JEFFREY BROWN: It's a story of oil, power, and intrigue; the high drama included the arrest at gunpoint of Mikhail Khodorkovsky, the billionaire head of Yukos Oil.
He'd built Yukos into a major international business, but he had also emerged as a very public political opponent of Russian President Vladimir Putin.
In October 2003, Khodorkovsky was charged with tax evasion and fraud; he's been in jail ever since. His company was levied with a $27 billion bill for alleged tax evasion, and spun toward financial ruin.
Last Sunday, the company's most valuable asset, a subsidiary called Yuganskneftegas, which produces a million barrels of oil a day, was auctioned off by the Russian government.

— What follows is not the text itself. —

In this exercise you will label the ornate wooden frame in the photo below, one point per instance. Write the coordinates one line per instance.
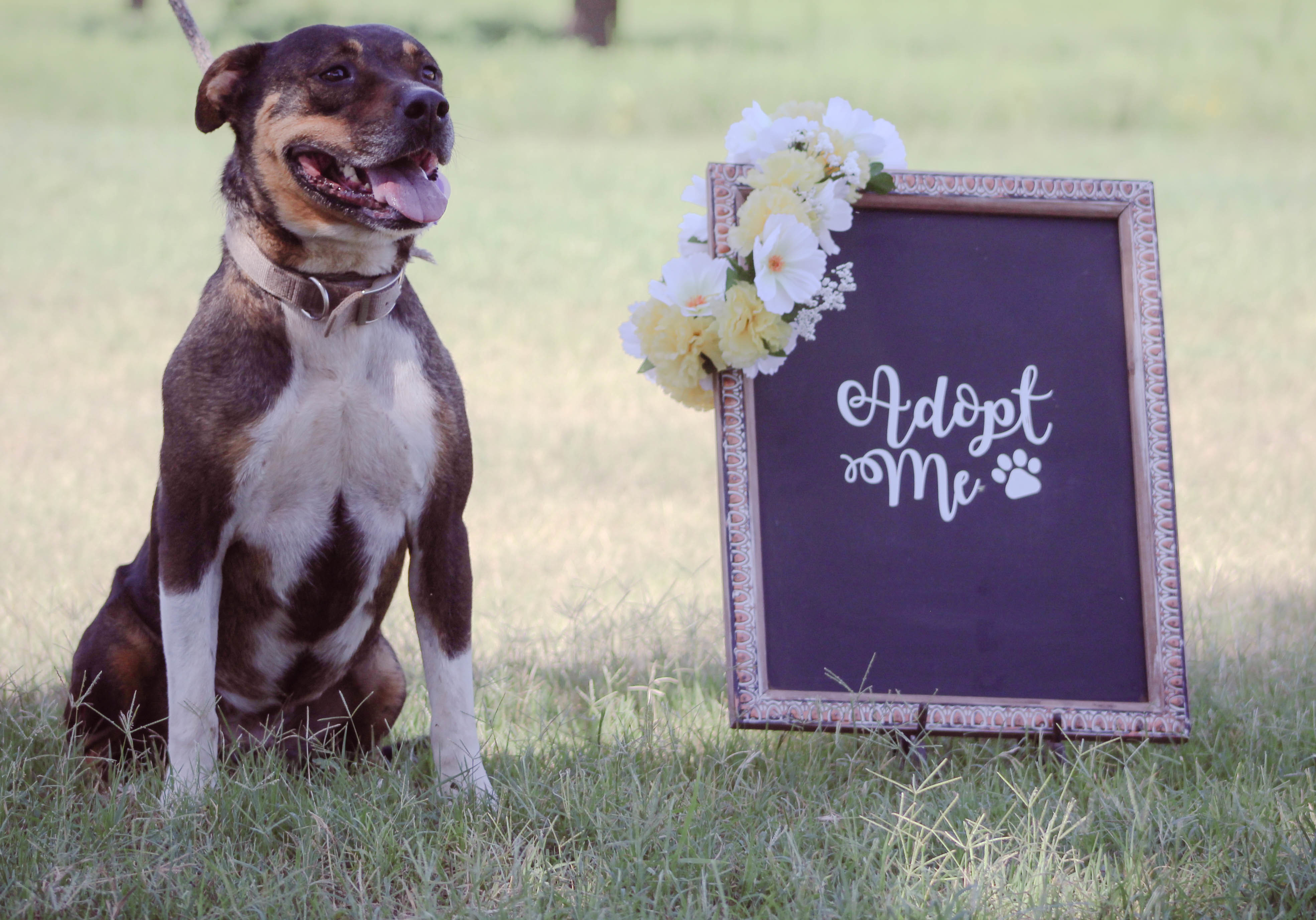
(1165, 715)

A winning bid of $9.35 billion, considered only half its value, was submitted by the previously unknown Baikal Finans group.
Then yesterday, the mysterious Baikal was itself purchased by a prominent state-run oil concern called Rosneft. To add to the intrigue, Rosneft has plans to merge next month with Gazprom, an even bigger, government-controlled energy conglomerate.
The apparent impact: Yukos, once a leader of the move towards privatization in Russia, has now been renationalized. At a Moscow press conference today, President Putin said the outcome is completely legitimate.